President Joe Biden departs after attending Mass at Holy Trinity Catholic Church in Washington, March 6, 2021.

Photo: Patrick Semansky/Associated Press

Should a Catholic politician who supports abortion rights receive communion? American bishops have been split on the question at least since Sen. John Kerry, a Catholic who strongly supported “the right to choice,” ran for president in 2004. The furor died down after Mr. Kerry lost, but the debate returned when President Biden became the first Catholic to occupy the Oval Office since Roe v. Wade in 1973.

The communion question, at least for Mr. Biden, seemed settled. Cardinal Wilton Gregory, the archbishop of Washington, said he wouldn’t deny communion to Mr. Biden. The pastor of Holy Trinity Parish in Georgetown, where the president often attends Mass, agreed. But earlier this year, Archbishop Salvatore J. Cordileone of San Francisco declared that Speaker Nancy Pelosi would be barred from receiving communion in his archdiocese.

Archbishop Cordileone, along with the U.S. Conference of Catholic Bishops, calls abortion the “pre-eminent” moral issue of our time. If a Catholic acts against that teaching or opposes it in the political realm, then that person is not “in communion” with the church. The archbishop has written that a Catholic legislator who supports “procured abortion” commits “a manifestly grave sin which is a cause of most serious scandal to others.” Universal church law, Archbishop Cordileone pointed out in his declaration, provides that such persons “are not to be admitted to Holy Communion (Code of Canon Law, can. 915).”

But there is another approach. Bishop Robert W. McElroy of San Diego, recently nominated by Pope Francis to become a cardinal, has argued against the “weaponization” of the Eucharist. After all, could any Catholic pass the test of worthiness for communion? “It is the moral obligation of Catholics to embrace all the teachings of the church in their entirety,” he writes. “But failure in fulfilling that obligation in its fullness cannot be the measure of eucharistic worthiness in a church of sinners and questioners, who must face intense pressures and complexities in their daily lives.”

Bishop McElroy also notes that the focus of these restrictions is often highly selective. Why target only abortion? There are other important “life issues.” Consider former Attorney General William Barr, who supported the death penalty, which the “Catechism of the Catholic Church” clearly declares “inadmissible.” Yet there was little outcry about Mr.
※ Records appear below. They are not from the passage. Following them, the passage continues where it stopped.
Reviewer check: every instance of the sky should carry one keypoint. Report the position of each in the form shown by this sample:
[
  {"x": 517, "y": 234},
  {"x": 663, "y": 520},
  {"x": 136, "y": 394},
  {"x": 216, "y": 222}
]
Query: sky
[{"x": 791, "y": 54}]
Barr’s receiving communion. By focusing only on abortion, pastors risk politicizing something sacred. “The Eucharist must never be instrumentalized for a political end, no matter how important,” Bishop McElroy says.
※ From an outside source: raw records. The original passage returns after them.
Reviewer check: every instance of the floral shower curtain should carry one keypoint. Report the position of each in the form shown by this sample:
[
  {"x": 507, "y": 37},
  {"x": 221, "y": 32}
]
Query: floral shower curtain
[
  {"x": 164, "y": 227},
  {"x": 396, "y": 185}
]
Amid these controversies, Pope Francis offers the church guidance. The pope, like me and like virtually all Catholic clergy, is pro-life. Yet there is a difference in how the bishop of Rome and the American bishops view abortion as related to other life issues. In his apostolic exhortation “Gaudete et Exsultate,” Pope Francis begins his discussion by acknowledging that “our defence of the innocent unborn . . . needs to be clear, firm and passionate, for at stake is the dignity of a human life, which is always sacred and demands love for each person, regardless of his or her stage of development.”

But he recognizes that abortion isn’t the only life issue: “Equally sacred . . . are the lives of the poor, those already born, the destitute, the abandoned and the underprivileged, the vulnerable infirm and elderly exposed to covert euthanasia, the victims of human trafficking, new forms of slavery, and every form of rejection.”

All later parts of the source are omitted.